The site near the Syrian town of Masyaf, between the central city of Hama and a port used by the Russian navy, includes a training camp and a branch of the Scientific Studies and Research Center (SSRC).

The United States has accused the SSRC of helping to develop the sarin gas used in an attack on the Syrian town of Khan Sheikhun in April that killed dozens.

President Bashar al-Assad's government has blasted such accusations as "fabrications," and Syria's army on Thursday did not mention the SSRC in its statement on the Israeli strikes.

"Israeli warplanes at 2:42am today fired a number of missiles from Lebanese air space, targeting one of our military positions near Masyaf, which led to material damage and the deaths of two members of the site," the statement said.

"Syria's army warns of the serious repercussions of such acts of aggression on the security and stability of the region," it added.

Since Syria's conflict erupted in 2011, Israel has conducted several air strikes on the war-ravaged country against government forces and allied fighters from Lebanese movement Hezbollah.

The British-based Syrian Observatory for Human Rights monitoring group said Hezbollah fighters and Iranian military personnel were known to use the site at Masyaf.

"There are Iranian experts using the research centre there.
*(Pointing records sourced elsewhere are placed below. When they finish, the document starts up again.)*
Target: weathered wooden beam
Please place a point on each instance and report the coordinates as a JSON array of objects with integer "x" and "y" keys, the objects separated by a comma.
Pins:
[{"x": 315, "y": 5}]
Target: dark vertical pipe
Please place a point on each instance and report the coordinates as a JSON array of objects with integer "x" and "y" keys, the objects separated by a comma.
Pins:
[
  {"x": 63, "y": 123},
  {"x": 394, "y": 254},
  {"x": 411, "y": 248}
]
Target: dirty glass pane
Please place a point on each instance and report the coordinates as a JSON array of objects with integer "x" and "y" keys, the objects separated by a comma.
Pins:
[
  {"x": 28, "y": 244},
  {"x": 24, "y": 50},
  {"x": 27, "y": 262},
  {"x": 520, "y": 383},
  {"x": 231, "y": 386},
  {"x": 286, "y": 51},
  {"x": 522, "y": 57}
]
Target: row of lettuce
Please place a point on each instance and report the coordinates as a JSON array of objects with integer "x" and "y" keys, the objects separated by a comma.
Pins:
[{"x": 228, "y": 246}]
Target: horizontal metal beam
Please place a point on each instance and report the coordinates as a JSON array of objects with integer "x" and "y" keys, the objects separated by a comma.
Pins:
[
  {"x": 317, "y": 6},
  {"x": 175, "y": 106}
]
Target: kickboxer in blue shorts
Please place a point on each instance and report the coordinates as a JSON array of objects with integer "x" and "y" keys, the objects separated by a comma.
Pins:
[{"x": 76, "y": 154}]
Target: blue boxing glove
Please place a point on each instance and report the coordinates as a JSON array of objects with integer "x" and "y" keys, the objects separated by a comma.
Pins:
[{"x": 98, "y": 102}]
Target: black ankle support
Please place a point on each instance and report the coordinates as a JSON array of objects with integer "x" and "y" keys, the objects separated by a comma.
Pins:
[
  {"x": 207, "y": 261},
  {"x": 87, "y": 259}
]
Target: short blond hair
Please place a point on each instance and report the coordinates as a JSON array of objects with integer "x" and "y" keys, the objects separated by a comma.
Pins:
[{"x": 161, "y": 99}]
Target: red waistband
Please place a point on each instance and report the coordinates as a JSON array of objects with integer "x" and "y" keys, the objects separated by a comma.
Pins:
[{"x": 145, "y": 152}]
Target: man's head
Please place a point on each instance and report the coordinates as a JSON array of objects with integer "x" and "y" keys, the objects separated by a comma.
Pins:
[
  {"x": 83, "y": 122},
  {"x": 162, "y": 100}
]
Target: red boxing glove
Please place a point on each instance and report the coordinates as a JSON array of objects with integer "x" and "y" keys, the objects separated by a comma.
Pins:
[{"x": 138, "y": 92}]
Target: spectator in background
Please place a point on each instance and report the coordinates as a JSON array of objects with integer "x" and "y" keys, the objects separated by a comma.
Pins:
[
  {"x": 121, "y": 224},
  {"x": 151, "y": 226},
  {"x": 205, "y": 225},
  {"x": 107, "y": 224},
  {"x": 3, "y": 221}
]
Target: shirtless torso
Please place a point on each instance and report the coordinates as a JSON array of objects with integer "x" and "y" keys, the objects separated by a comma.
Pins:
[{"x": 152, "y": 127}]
Hezbollah also uses the facility," said Observatory head Rami Abdel Rahman.

"The research centre was definitely damaged in the strikes. There is huge fire emanating from a weapons warehouse where missiles were being stored," he added.

- 'Produces chemical weapons' -

Israel officials declined to comment on the raids on Thursday.

Former military intelligence head Amos Yadlin said the site targeted on Thursday "produces the chemical weapons and barrel bombs that have killed thousands of Syrian civilians."

He stopped short of saying Israel had carried out the raids, but said that if it did, they would show "Israel intends to enforce its redlines despite the fact that the great powers are ignoring them."

On Wednesday, United Nations war crimes investigators announced they had an "extensive body of information" indicating Syrian warplanes were behind the deadly April 4 attack on Khan Sheikhun.

A fact-finding mission by the UN's chemical watchdog, the Organisation for the Prohibition of Chemical Weapons (OPCW), concluded earlier this year that sarin gas was used in the attack but did not assign blame.

The attack left at least 87 people dead and prompted the United States to launch a cruise missile strike on a Syrian military airport where it said the attack had originated.

Weeks later, the US sanctioned 271 Syrian chemists and other officials affiliated with the SSRC, which it said was behind the Syrian government's efforts to develop chemical weapons.

Syria's government claims it no longer possesses chemical weapons after a 2013 agreement under which it pledged to surrender its chemical arsenal.

But in 2016, a UN-led investigative body said the Syrian government was behind at leat three chemical attacks in northern Syria in the previous two years.